On December 26, 1928, two of Albert Toomey's calves went missing from his Newberry Township farm. Toomey went to the justice of the peace in Emigsville and swore out a complaint against the three men he suspected of stealing his calves. One of the men was Jacob Troup, an illiterate 30-year-old farm hand from Bald Hill in Newberry Township.
Police tried to arrest Troup in February. Constable Caleb Altland and Sowers went to arrest Troup at the home of a neighbor. Troup saw the officers coming and fled out the back door, disappearing into the hills.
Troup remained on the lam for three months. In mid-May, he and a friend named Norman Wire went to Virginia, where Troup had previously worked at a mill. Troup told Wire that the police were after him, and he had to get out of town. He told Wire that he would "blow" the first officer who tried to arrest him.
On Monday, May 20, 1929, they returned to York County and the home of Troup's father in Bald Hills.

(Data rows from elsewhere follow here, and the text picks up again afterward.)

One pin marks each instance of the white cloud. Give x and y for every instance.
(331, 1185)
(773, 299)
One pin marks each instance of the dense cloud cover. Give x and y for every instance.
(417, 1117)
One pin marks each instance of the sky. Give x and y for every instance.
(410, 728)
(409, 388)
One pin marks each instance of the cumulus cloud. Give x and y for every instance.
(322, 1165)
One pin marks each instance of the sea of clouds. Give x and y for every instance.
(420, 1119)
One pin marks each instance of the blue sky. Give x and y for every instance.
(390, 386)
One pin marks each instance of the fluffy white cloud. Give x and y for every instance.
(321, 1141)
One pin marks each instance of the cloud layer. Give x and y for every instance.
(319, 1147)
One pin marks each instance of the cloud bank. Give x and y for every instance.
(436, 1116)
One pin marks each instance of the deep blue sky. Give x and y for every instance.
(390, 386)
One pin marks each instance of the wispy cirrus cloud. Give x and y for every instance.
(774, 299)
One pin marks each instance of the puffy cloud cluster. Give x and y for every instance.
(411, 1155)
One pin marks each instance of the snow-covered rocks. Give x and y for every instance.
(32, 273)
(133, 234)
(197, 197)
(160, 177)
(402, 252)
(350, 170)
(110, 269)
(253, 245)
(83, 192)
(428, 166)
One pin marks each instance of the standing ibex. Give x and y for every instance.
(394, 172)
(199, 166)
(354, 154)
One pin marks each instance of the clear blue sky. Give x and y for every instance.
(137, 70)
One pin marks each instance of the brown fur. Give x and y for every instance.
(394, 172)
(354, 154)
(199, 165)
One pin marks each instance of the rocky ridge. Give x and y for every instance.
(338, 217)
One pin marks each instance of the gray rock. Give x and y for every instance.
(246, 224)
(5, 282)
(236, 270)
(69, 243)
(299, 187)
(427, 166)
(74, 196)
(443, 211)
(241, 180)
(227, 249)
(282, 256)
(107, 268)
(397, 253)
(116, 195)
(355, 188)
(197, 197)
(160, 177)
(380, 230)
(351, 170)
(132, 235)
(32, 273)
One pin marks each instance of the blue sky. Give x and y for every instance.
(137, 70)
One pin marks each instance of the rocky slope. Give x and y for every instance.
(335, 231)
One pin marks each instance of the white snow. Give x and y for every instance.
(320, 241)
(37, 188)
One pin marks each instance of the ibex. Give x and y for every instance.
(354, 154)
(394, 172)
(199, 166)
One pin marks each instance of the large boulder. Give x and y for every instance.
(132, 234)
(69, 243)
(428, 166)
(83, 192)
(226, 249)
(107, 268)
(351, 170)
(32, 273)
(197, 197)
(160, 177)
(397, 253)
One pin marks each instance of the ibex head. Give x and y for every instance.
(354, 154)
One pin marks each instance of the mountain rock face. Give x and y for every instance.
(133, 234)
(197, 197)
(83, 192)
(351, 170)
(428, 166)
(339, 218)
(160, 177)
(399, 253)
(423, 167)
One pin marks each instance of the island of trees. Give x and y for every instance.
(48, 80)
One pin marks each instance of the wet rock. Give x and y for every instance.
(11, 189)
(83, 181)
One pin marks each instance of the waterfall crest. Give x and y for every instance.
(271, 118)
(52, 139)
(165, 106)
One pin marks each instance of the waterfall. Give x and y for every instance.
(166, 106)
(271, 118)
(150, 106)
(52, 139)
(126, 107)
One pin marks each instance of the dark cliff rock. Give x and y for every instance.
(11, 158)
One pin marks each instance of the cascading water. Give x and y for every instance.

On Tuesday, May 21, 1929, the cops came looking for him again. Altland had received a tip that Troup was at his father's house and made plans to arrest him. This time, Troup wouldn't be running out the back door as police approached the front.
Altland enlisted Sowers' help again. He recruited two other men, North York Constable B.F. Emenheiser and a civilian named Ray Bentzel. They approached the Troup home after dark, at about 9:15 p.m. A light shone from the front window, the only light in the area on that dark night. Altland and Emenheiser went to the front door. Sowers and Bentzel went to the back.
Inside, Troup was playing cards with Wire and two of his sisters when they heard the dogs barking outside. Moments later, there was a knock on the door, and Altland asked whether Sam (Sam Troup, Jacob Troup's father) was home. Wire told Altland that Sam had gone to York. Altland pushed his way into the front room.
Jacob Troup, at the sound of the knock on the door, had grabbed his shotgun and ran to the back of the house. Sowers yelled to Troup: "Come on out; it's no use hiding in there." There was more shouting. Witnesses heard voices shouting, "I'll riddle you through of holes," and "Don't shoot." Bentzel said he heard Troup yell, "I'm not going to shoot." A moment later, the shotgun roared. Bentzel saw Sowers fall backwards. Bentzel turned and ran. Out front, Altland said to Emenheiser, "I wonder what that shot was."
Altland, Emenheiser and Bentzel left to seek help. They called state police and returned to the Troup house about an hour and fifteen minutes later. Sowers' body lay at the back door, his revolver in his right hand, a blackjack in his left. The shotgun blast entered his face, shattered the roof of his mouth and his nose and obliterated a portion of his spinal column.
Jacob Troup remained on the lam for five days, hiding out in the hills of northern York County. He was arrested May 26 when he returned to his father's house to get something to eat and encountered a phalanx of state police who had been looking for him. Following a three-day trial, Troup was convicted of first-degree murder on Aug. 28, 1929. The jury deliberated for a little more than two hours. Troup was sentenced to life in Eastern Penitentiary "at hard labor in the cells and workhouse yards of said penitentiary." He was also fined $1. Troup was released from prison in 1940.
Sowers was buried May 25, 1929. At his funeral, the preacher, the Rev. Harry W. Zuse, of Fifth United Brethren Church, said, "Life is like a story. It may be good; it may be bad. The good story is remembered by the impression it makes upon our hearts, while the bad and indifferent tales are tossed aside with but little afterthought."